- IOC nation: Kingdom of Norway (NOR)
- National flag: Norway
- Sport: Handball
- Other sports: Beach handball; Wheelchair handball;
- Official website: www.handball.no

HISTORY
- Year of formation: 2 May 1937; 89 years ago

DEMOGRAPHICS
- Membership size: 138 997 (as of 2019)

AFFILIATIONS
- International federation: International Handball Federation (IHF)
- IHF member since: 1946; 80 years ago
- Continental association: European Handball Federation
- National Olympic Committee: Norwegian Olympic and Paralympic Committee and Confederation of Sports

GOVERNING BODY
- President: Randi Gustad

HEADQUARTERS
- Address: Sognsveien 75 A Ullevaal Stadion, Oslo;
- Country: Norway
- Secretary General: Mr. Erik Langerud

FINANCE
- Sponsors: Hummel International Norsk Tipping Gjensidige Scandic Hotels Verdens Gang REMA 1000 Skarpnes [no] Ice Norge Posten Norge Opel

= Norwegian Handball Federation =

National sporting association

Previous logo

The Norwegian Handball Federation (Norges Håndballforbund, NHF) is the national handball association in Norway.

The Norwegian Handball Federation was founded in 1937, and is a member of the Norwegian Olympic and Paralympic Committee and Confederation of Sports (NIF), the European Handball Federation (EHF) and the International Handball Federation.
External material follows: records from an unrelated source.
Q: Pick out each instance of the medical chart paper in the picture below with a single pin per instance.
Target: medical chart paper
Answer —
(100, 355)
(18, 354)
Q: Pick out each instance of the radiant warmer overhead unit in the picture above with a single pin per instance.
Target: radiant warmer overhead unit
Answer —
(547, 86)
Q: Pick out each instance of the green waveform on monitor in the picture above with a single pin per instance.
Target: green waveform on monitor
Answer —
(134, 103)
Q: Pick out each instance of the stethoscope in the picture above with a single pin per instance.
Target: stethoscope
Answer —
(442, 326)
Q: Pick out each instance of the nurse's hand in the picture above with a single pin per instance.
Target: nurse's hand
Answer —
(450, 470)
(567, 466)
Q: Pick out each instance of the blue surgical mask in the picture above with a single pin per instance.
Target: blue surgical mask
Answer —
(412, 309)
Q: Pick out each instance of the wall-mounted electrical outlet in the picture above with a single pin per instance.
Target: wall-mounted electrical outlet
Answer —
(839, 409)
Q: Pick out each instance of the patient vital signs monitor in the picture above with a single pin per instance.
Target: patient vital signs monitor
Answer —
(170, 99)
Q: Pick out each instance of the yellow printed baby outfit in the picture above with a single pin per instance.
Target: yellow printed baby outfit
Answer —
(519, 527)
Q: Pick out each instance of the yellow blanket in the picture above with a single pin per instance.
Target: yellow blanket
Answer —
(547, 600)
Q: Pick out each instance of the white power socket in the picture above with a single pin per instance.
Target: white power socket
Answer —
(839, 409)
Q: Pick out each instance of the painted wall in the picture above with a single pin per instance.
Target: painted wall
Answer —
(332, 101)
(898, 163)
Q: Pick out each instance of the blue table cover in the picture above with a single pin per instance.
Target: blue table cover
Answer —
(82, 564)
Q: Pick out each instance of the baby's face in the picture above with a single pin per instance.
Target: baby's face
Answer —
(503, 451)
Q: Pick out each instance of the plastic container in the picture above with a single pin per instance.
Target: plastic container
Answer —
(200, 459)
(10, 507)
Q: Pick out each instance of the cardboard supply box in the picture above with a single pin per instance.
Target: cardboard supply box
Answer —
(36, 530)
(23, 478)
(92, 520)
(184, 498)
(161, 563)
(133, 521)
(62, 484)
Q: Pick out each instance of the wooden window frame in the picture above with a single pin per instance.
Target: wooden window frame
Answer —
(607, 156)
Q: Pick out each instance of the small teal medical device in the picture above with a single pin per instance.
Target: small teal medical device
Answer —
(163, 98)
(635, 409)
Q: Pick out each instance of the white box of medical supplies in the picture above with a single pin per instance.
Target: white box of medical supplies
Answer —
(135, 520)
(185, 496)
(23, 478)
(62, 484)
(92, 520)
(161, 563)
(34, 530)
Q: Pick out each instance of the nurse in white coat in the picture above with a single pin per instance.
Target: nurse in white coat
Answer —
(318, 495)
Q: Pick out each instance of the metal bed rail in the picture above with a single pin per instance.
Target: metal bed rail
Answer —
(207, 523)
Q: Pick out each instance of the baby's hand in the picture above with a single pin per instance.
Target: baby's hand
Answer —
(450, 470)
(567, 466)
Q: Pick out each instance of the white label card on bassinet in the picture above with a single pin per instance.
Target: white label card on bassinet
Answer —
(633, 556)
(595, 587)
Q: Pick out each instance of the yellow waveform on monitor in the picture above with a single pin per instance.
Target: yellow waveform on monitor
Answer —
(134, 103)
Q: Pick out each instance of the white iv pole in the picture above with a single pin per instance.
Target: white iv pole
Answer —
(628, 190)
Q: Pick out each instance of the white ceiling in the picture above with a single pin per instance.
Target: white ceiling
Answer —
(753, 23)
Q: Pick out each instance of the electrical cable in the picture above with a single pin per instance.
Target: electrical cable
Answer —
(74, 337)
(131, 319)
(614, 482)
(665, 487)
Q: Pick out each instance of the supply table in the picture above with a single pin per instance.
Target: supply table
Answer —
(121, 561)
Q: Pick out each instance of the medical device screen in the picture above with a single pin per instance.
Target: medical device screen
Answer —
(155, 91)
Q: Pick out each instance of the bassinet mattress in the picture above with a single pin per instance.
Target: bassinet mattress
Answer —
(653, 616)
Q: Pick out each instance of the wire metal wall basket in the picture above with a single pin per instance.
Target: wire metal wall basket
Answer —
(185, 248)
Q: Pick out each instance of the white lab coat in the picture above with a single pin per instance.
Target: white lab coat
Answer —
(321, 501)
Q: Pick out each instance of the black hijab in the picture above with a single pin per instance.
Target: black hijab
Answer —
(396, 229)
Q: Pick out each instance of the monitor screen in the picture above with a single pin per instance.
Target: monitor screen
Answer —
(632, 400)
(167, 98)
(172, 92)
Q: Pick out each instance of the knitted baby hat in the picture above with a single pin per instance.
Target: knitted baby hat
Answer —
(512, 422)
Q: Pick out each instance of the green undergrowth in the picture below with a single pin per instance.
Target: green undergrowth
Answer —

Its headquarters are in Oslo.

== National teams ==

=== Women ===

The Norway women's national handball team is one of the most successful in handball history. The team played its first match against Sweden in 1946 and emerged as an international force with a bronze medal at the 1986 World Championship.

The women's team has won five World Championship titles (1999, 2011, 2015, 2021, 2025), ten European Championship titles (a record), and three Olympic gold medals (2008, 2012, 2024). Norway is the only team in handball history, men's or women's, to have won the European Championship four consecutive times (2020, 2022, 2024, and 2026). The team has held all three major titles simultaneously on three occasions (2011–12, 2014–15, 2024–25).

Notable coaches include Marit Breivik (1994–2009), who led the team to six international gold medals, and Thorir Hergeirsson (2009–2024), under whom the team continued its dominance.

=== Men ===

The Norway men's national handball team has historically been less successful than the women's team but experienced a breakthrough in the late 2010s. Under coach Christian Berge (2014–2022), the team won silver medals at the 2017 and 2019 World Championships and a bronze medal at the 2020 European Championship. Star player Sander Sagosen was named MVP at both World Championship finals.

The men's team qualified for only one Olympic Games (1972) prior to 2020 but have since become regular contenders at major championships.

== Domestic competitions ==
The NHF organises the top-level handball leagues in Norway, known as REMA 1000-ligaen for both men and women.

The men's league was established in 1966 and is contested by fourteen teams. Sandefjord TIF holds the record for most league titles, while Elverum has won the most playoff championships.

The women's league was established in 1968. Larvik HK dominated the competition for two decades, winning nineteen league titles including thirteen consecutive championships from 2004–05 to 2016–17. Vipers Kristiansand ended Larvik's dominance in 2018 and has since emerged as the leading club.

Norwegian clubs have achieved success in European competition. Larvik HK won the EHF Champions League in 2011, and Vipers Kristiansand won the title three times consecutively (2021, 2022, 2023).

== Events hosted ==
Norway has hosted or co-hosted several major international handball tournaments:
- 1993 World Women's Handball Championship (sole host)
- 1999 World Women's Handball Championship (co-hosted with Denmark) – Final held at Håkons Hall, Lillehammer, where Norway won their first world title before 11,200 spectators
- 2025 World Men's Handball Championship (co-hosted with Denmark and Croatia) – This marked the first time Norway hosted the men's World Championship, with matches held at Unity Arena (formerly Telenor Arena) in Bærum

Norway is scheduled to co-host the 2031 World Men's Handball Championship with Denmark and Iceland.

==History==
Former presidents of the federation include Carl E. Wang (president 1972–1977), Tor Lian (president 1985–1999), and Karl-Arne Johannessen (president 1999–2004 and 2009–2015). Kåre Geir Lio was president from 2015. In May 2025 Randi Gustad was elected new president of the Norwegian Handball Federation, succeeding Lio.